When Jamestown was founded in 1607, there was naturally some curiosity about the previous settlers, and John Smith asked the Powhatans about other Englishmen. He heard several rumors about white people in the interior of what is now North Carolina, but he was never able to investigate the rumors. Later, when war had broken out between the Jamestown settlers and the Powhatans, the leaders of the colony found it convenient to claim that Powhatan himself had boasted of slaughtering the Roanoke colonists -- or perhaps he did boast of this, in a vain attempt to intimidate the English. Over the years there were other rumors about white settlers, and when John Lawson explored North Carolina in 1701 he met Indians living near Croatoan who had gray eyes and claimed to have English people among their ancestors. As Miller says, it was the common Indian habit to kill only men in war and to take women and children hostage, to be kept as slaves or adopted into the tribe. So it would be more surprising if no colonists survived and left descendants than if a few dozen did.

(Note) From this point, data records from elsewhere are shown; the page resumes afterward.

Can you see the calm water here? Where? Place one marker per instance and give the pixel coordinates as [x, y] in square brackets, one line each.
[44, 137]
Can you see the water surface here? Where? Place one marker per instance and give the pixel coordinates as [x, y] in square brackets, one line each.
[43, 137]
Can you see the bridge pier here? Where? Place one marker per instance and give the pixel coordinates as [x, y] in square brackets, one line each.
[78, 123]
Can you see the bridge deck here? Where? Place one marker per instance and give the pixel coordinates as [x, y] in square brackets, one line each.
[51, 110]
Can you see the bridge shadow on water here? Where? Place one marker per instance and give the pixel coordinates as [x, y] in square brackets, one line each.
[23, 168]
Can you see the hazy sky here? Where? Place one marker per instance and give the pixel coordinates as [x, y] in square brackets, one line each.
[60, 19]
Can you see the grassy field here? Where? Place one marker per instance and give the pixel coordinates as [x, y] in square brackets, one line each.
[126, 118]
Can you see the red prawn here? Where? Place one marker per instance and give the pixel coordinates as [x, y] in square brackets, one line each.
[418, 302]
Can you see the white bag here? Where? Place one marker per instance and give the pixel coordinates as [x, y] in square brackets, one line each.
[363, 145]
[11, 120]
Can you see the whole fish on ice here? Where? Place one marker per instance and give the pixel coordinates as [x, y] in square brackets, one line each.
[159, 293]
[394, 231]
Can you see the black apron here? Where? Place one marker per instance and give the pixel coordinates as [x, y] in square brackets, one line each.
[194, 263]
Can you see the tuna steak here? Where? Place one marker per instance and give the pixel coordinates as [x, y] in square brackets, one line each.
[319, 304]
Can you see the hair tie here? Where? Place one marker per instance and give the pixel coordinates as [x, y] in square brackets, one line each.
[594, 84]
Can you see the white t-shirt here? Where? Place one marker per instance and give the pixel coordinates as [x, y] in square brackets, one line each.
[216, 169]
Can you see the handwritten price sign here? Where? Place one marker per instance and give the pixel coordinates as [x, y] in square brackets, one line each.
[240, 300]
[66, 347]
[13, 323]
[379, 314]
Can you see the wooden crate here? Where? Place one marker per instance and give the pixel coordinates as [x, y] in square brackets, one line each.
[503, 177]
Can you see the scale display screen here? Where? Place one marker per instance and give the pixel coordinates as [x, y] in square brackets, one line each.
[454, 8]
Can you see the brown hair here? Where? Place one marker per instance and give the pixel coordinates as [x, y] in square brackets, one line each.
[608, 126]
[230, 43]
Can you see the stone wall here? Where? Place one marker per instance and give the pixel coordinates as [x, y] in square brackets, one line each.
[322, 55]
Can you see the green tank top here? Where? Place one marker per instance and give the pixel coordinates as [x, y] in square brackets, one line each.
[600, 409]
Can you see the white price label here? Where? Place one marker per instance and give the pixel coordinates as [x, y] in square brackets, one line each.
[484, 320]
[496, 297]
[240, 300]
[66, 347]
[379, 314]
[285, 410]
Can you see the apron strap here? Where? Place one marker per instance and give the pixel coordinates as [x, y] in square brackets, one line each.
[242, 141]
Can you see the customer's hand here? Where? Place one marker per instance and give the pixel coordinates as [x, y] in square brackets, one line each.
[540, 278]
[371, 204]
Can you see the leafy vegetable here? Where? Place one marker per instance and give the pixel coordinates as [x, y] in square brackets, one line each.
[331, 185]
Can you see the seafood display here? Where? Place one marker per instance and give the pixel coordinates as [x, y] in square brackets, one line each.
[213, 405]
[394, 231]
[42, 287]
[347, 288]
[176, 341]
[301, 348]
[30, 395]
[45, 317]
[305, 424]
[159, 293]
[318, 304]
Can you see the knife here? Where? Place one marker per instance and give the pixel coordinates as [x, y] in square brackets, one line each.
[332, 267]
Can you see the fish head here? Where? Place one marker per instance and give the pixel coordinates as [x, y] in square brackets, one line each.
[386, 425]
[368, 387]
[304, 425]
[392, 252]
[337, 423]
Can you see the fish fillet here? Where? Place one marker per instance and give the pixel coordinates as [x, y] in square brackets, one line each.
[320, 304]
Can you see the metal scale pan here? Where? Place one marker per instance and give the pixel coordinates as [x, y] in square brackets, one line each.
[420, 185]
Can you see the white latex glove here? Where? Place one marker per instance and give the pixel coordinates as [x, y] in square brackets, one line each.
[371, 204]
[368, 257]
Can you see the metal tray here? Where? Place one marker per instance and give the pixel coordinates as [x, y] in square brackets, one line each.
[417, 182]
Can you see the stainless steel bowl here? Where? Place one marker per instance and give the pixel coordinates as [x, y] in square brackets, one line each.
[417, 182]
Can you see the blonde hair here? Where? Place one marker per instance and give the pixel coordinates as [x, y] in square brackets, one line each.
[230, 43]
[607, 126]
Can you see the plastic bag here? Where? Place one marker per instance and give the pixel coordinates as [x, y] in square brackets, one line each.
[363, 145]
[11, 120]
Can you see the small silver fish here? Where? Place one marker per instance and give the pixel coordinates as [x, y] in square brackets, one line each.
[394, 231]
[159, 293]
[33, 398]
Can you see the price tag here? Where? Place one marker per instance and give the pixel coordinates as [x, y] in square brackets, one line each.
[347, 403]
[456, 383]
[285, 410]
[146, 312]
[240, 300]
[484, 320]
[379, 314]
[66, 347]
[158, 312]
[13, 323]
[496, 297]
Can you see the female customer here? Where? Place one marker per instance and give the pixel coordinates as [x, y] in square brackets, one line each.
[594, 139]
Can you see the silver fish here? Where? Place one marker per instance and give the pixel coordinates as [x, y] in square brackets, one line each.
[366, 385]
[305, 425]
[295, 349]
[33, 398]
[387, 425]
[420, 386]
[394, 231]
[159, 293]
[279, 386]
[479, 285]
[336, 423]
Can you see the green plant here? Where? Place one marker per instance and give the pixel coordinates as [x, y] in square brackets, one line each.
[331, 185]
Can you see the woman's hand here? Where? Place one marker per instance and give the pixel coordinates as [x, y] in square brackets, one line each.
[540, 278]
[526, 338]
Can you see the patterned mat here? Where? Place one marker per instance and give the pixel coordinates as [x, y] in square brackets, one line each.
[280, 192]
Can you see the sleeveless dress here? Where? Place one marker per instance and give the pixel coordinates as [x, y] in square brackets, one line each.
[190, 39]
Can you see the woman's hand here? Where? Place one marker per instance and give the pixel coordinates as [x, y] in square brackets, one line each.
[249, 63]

Where Miller lost me was in claiming to have discovered exactly who captured the colonists and where they were taken. My experience with trying to reconstruct events among Indians away from the coast, using European records, is all bad. Everything we know about most of the tribes Miller mentions can be written on a 3x5 index card, and most of that is unreliable. None of the accounts she cites by English colonists who said they ventured into the interior is particularly believable (until John Lawson, 113 years later), since none of their accounts of distances covered and places visited can be made to fit on a modern map. So this part of Miller's book left me agnostic. It is, though, a good example of the possibilities and frustrations of the sources about Indians in this period, so it can serve as an introduction to this kind ethnohistory. All in all, this is an enjoyable, thought-provoking book.